Opportunity
In the field of power electronics and electronic components, there is a persistent demand for inductors that offer higher inductance values and lower core losses. Traditional inductor designs, such as those using litz wire windings with separate magnetic cores, often face limitations in achieving an optimal balance between these two critical parameters. Specifically, conventional power inductors can suffer from significant magnetic core losses, especially at higher frequencies, which leads to reduced efficiency, heat generation, and limitations in power density. This core loss is a major bottleneck in advancing compact, high-performance power conversion systems for applications like power supplies, automotive electronics, and telecommunications. The existing problem, therefore, is the trade-off between achieving high inductance and minimizing core loss in a compact, flexible form factor. The motive for developing this patent is to overcome the inherent limitations of traditional inductor structures by creating a more integrated and efficient design that directly addresses the issue of high magnetic core loss while maintaining or even increasing inductance.
Technology
This patent introduces an innovative inductor design that integrates the conductive winding and the magnetic core material into a unified, layered structure. The core technology involves an inductor comprising a skeleton and one or more layers of laminated strip material wound around it. Each laminated strip includes a conductive material layer (e.g., copper, aluminum), a magnetic material layer (e.g., nanocrystalline layer, nickel-zinc ferrite film), and an insulating layer positioned between them. The key innovation is the formation of this multi-layer strip where the conductive layer acts as the winding and the magnetic layer acts as the soft magnetic core, bonded together by the insulating adhesive layer. This integrated, co-wound structure differs fundamentally from traditional designs where the winding and core are separate components. The technology allows for magnetic flux cancellation within the symmetrical layered stack (e.g., a nanocrystalline layer / insulating adhesive layer / metal layer / insulating adhesive layer / nanocrystalline layer sequence), which prevents excessive magnetic flux density in the core material. This flux cancellation effect is central to achieving low core loss while maintaining a relatively high inductance. Furthermore, the design offers significant flexibility; by winding the laminated strip onto a skeleton of a specific shape (circular, square, elliptical, rectangular) and adjusting parameters like the number of layers, strip width, and core dimensions, different inductance values can be easily realized without changing the base materials. The use of high-permeability materials like nanocrystalline ribbons effectively reduces the magnetic reluctance around the conductive layer, further enhancing inductance.
Advantages
- Significantly Reduced Core Loss: The symmetrical laminated structure enables magnetic flux cancellation, drastically lowering magnetic core loss density. Simulation results show a 60% reduction in core loss compared to traditional litz-wire inductors.

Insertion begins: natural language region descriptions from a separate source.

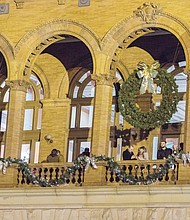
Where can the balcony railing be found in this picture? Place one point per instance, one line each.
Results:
(103, 175)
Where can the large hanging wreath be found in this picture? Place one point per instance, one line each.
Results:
(138, 83)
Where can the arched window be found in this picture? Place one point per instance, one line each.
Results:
(32, 121)
(82, 90)
(4, 99)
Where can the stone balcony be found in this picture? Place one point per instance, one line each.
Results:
(96, 194)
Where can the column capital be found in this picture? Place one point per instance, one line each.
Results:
(19, 85)
(187, 72)
(104, 79)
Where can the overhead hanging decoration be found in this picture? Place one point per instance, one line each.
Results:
(141, 80)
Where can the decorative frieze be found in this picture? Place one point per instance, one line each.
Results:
(19, 85)
(61, 2)
(82, 3)
(104, 79)
(4, 8)
(147, 12)
(19, 4)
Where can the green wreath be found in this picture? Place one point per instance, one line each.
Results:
(153, 118)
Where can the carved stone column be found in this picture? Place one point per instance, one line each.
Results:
(13, 140)
(102, 113)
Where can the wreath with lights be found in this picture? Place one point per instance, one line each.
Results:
(139, 80)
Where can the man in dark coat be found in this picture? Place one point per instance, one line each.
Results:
(163, 152)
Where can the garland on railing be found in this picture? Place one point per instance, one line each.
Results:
(85, 162)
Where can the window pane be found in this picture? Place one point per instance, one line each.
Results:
(73, 116)
(113, 91)
(41, 92)
(39, 122)
(112, 115)
(84, 76)
(25, 152)
(86, 116)
(75, 93)
(121, 120)
(6, 96)
(3, 120)
(30, 94)
(2, 150)
(83, 145)
(70, 153)
(89, 90)
(179, 116)
(181, 81)
(36, 153)
(28, 119)
(35, 79)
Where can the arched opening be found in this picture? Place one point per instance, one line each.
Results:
(161, 45)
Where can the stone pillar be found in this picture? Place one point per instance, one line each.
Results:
(16, 109)
(102, 113)
(187, 116)
(55, 122)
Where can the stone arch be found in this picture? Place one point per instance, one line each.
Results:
(34, 42)
(7, 51)
(129, 29)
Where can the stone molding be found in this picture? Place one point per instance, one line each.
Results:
(19, 85)
(19, 4)
(61, 2)
(104, 79)
(148, 12)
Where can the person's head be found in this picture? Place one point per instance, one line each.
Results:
(163, 144)
(130, 148)
(86, 152)
(181, 146)
(54, 152)
(58, 152)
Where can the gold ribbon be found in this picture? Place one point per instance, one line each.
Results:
(148, 73)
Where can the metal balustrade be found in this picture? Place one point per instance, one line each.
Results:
(103, 175)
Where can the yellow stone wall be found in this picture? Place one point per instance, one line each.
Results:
(102, 26)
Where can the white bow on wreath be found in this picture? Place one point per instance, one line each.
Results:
(148, 74)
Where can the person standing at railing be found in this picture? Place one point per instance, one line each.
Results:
(60, 156)
(128, 154)
(163, 152)
(142, 153)
(53, 157)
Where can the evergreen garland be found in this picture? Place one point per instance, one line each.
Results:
(82, 162)
(153, 118)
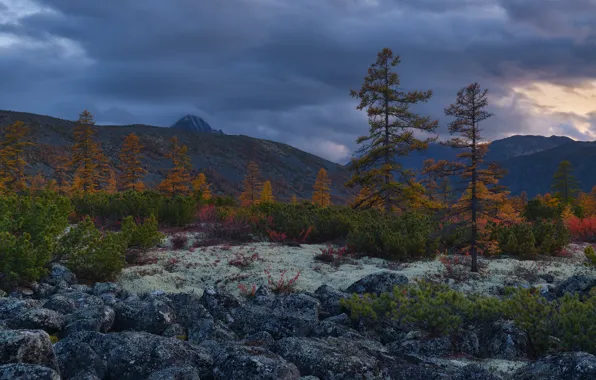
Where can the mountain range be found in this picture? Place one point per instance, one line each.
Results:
(223, 158)
(531, 161)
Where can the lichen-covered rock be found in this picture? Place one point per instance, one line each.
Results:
(219, 303)
(27, 372)
(69, 302)
(241, 362)
(94, 318)
(289, 315)
(329, 298)
(101, 288)
(328, 359)
(76, 357)
(260, 339)
(210, 329)
(176, 373)
(134, 355)
(188, 308)
(474, 372)
(28, 347)
(38, 319)
(377, 283)
(503, 340)
(577, 284)
(562, 366)
(13, 307)
(151, 315)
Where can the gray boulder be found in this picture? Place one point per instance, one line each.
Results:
(27, 347)
(567, 366)
(240, 362)
(27, 372)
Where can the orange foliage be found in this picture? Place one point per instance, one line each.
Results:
(12, 157)
(88, 160)
(252, 186)
(267, 193)
(131, 165)
(582, 229)
(201, 187)
(178, 179)
(321, 195)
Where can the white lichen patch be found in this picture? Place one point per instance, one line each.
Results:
(194, 269)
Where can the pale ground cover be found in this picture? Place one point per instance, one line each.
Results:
(194, 269)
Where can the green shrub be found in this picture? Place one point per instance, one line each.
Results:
(91, 254)
(433, 308)
(393, 237)
(29, 227)
(142, 236)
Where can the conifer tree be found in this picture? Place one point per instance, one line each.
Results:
(468, 111)
(12, 156)
(252, 185)
(131, 165)
(565, 184)
(321, 194)
(267, 193)
(112, 186)
(201, 187)
(392, 127)
(38, 183)
(178, 180)
(88, 161)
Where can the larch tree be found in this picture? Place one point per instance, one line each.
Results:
(321, 191)
(267, 193)
(251, 186)
(12, 156)
(565, 185)
(88, 161)
(177, 182)
(468, 111)
(391, 135)
(131, 165)
(201, 187)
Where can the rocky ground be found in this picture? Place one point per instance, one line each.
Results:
(59, 329)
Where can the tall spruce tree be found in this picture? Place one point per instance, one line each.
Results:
(392, 126)
(468, 111)
(565, 185)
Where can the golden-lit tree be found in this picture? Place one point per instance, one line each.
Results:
(267, 193)
(131, 165)
(252, 185)
(177, 182)
(321, 191)
(393, 132)
(201, 188)
(88, 161)
(112, 186)
(12, 156)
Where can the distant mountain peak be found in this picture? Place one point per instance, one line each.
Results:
(195, 124)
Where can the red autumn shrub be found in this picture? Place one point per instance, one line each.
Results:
(583, 229)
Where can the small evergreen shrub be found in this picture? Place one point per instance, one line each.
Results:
(141, 236)
(590, 255)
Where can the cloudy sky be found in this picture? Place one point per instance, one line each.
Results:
(282, 69)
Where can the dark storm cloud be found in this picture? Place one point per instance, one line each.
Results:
(283, 69)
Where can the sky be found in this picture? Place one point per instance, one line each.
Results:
(283, 69)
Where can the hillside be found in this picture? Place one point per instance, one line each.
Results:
(223, 158)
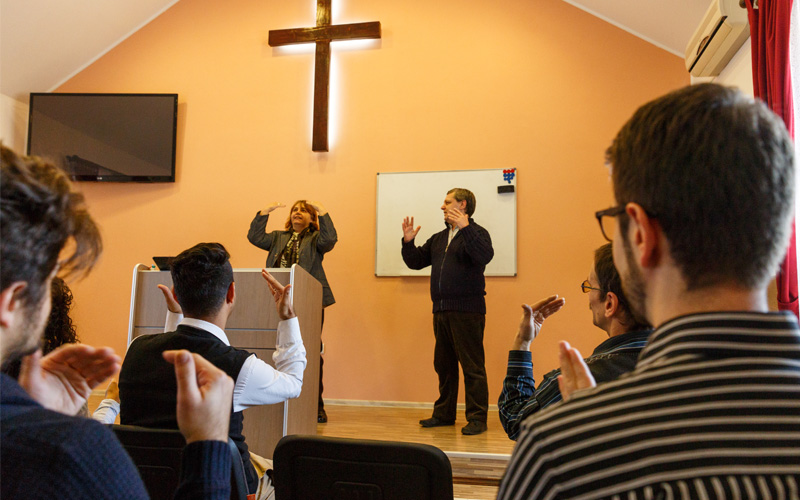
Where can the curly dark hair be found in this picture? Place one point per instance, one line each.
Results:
(59, 329)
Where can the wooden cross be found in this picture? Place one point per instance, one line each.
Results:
(322, 35)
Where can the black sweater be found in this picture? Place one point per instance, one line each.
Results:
(457, 282)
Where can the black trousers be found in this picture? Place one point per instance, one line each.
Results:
(459, 339)
(321, 404)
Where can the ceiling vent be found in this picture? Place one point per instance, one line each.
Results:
(720, 35)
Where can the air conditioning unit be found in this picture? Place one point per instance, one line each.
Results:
(723, 31)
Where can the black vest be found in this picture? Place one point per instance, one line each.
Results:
(148, 390)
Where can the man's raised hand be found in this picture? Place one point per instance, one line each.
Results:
(575, 374)
(63, 380)
(205, 396)
(533, 318)
(409, 233)
(272, 206)
(281, 294)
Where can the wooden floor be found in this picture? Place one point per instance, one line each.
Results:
(402, 424)
(478, 461)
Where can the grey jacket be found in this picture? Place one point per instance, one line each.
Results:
(311, 252)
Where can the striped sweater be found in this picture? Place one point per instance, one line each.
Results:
(712, 410)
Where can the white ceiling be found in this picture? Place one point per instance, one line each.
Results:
(43, 43)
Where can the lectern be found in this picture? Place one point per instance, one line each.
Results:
(252, 326)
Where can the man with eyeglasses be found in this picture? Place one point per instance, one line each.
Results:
(704, 181)
(613, 357)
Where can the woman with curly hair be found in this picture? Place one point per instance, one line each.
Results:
(59, 329)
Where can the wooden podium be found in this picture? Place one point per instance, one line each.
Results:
(252, 326)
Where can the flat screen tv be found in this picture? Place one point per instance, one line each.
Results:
(106, 137)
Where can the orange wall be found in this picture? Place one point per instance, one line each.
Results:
(540, 86)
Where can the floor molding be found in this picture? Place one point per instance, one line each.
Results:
(391, 404)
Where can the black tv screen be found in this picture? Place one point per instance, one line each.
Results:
(106, 137)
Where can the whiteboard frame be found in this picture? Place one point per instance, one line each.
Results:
(427, 271)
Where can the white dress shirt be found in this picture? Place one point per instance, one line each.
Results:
(258, 383)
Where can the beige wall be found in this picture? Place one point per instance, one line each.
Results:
(540, 86)
(13, 123)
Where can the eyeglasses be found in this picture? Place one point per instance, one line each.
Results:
(586, 286)
(606, 220)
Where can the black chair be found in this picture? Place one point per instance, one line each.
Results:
(157, 455)
(317, 467)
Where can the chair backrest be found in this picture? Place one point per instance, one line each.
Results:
(337, 468)
(157, 454)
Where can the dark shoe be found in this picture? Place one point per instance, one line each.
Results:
(473, 427)
(435, 422)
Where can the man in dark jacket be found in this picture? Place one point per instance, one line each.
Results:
(627, 335)
(458, 256)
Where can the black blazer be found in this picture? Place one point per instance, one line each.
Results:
(311, 252)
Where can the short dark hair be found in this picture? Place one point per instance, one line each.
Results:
(201, 276)
(461, 194)
(40, 213)
(715, 168)
(609, 281)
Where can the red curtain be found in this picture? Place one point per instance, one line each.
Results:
(772, 83)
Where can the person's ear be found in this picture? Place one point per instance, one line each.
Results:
(645, 235)
(611, 305)
(11, 302)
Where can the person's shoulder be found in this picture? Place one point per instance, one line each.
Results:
(48, 432)
(66, 456)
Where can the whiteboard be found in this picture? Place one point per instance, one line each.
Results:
(421, 194)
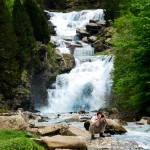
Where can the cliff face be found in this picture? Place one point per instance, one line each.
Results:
(111, 9)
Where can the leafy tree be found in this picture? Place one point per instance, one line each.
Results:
(24, 33)
(38, 21)
(132, 45)
(9, 74)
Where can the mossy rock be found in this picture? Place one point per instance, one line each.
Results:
(16, 140)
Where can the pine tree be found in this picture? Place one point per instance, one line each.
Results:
(24, 33)
(38, 21)
(132, 58)
(9, 74)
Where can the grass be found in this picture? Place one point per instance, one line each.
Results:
(17, 140)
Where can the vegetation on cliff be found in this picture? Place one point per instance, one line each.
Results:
(132, 56)
(18, 47)
(38, 21)
(9, 67)
(11, 139)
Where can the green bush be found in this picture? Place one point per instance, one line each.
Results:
(16, 140)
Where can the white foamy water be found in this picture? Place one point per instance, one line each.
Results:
(137, 133)
(88, 85)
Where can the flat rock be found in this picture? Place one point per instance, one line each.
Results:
(64, 142)
(111, 143)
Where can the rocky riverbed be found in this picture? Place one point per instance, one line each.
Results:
(66, 131)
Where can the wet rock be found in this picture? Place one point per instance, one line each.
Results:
(93, 28)
(92, 39)
(68, 62)
(51, 129)
(74, 131)
(74, 118)
(82, 32)
(111, 143)
(15, 122)
(64, 142)
(115, 125)
(144, 121)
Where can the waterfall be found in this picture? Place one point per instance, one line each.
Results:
(88, 85)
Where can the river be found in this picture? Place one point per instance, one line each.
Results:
(88, 85)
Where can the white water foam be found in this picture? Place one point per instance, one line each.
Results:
(88, 85)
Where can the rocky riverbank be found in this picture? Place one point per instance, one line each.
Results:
(65, 135)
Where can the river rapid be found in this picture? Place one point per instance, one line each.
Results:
(88, 85)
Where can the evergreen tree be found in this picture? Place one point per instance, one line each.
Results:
(24, 33)
(9, 74)
(38, 21)
(132, 62)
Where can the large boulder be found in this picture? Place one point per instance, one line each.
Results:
(68, 62)
(74, 118)
(82, 32)
(144, 121)
(74, 131)
(116, 125)
(15, 122)
(64, 142)
(93, 28)
(111, 143)
(51, 129)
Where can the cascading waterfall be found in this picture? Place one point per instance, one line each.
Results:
(88, 85)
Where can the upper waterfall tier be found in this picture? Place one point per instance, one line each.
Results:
(88, 85)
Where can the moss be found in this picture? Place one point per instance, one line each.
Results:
(16, 140)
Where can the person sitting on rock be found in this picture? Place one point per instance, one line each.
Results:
(98, 124)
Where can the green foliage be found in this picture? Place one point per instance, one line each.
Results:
(9, 73)
(132, 52)
(38, 21)
(24, 33)
(16, 140)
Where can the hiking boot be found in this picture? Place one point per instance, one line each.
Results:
(92, 137)
(102, 135)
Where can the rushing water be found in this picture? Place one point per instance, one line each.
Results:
(88, 85)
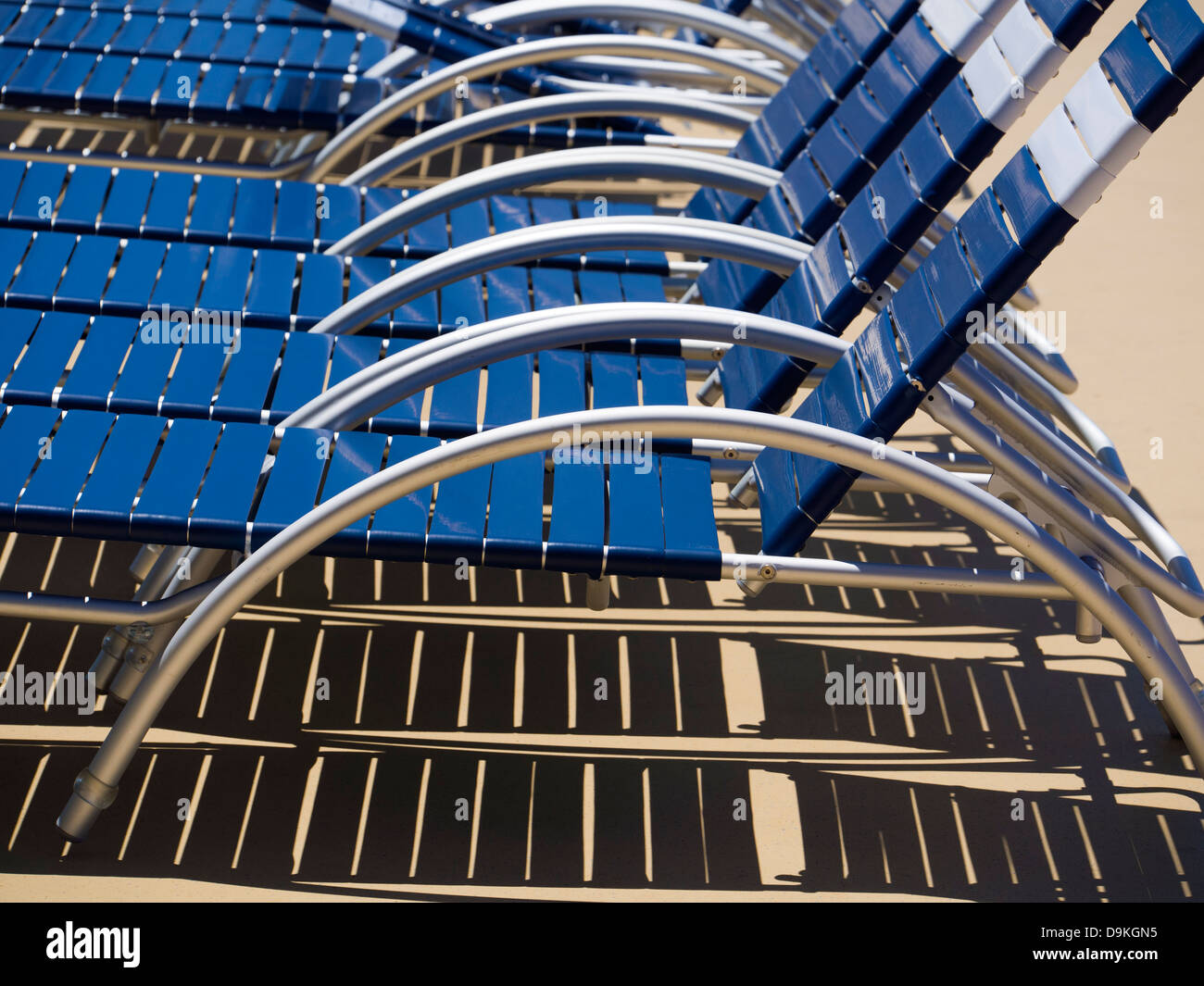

- Higher Inductance: The integrated design and use of high-permeability magnetic materials (e.g., nanocrystalline layers) increase inductance values. Simulations indicate a 16.3% increase in inductance.
- Enhanced Flexibility and Customizability: The wound strip structure allows for easy adjustment of inductance by varying the number of layers, winding geometry, and skeleton shape without altering the base material composition.
- High Power Density: The compact, integrated design contributes to a higher power density compared to traditional inductor designs with separate windings and cores.
- Mechanical Integrity and Electrical Isolation: The insulating adhesive layers provide both mechanical bonding between layers and essential electrical insulation, preventing short circuits between the conductive and magnetic layers.
- Adaptable Form Factors: The flexibility of the strip material allows the inductor to be wound into various shapes (round, square, etc.) to fit different spatial constraints in electronic devices.
Applications
- Power inductors in switch-mode power supplies (SMPS) and DC-DC converters.
- Energy storage and filtering components in automotive electronic systems, including electric and hybrid vehicles.
- High-frequency inductors in telecommunications and RF equipment.
- Components in industrial motor drives, inverters, and uninterruptible power supplies (UPS).
- Miniaturized power management solutions in consumer electronics and computing hardware.
- Medical electronic devices requiring efficient, low-loss power conversion.
- Any electronic device or system where efficient power conversion, compact size, and low heat generation are critical.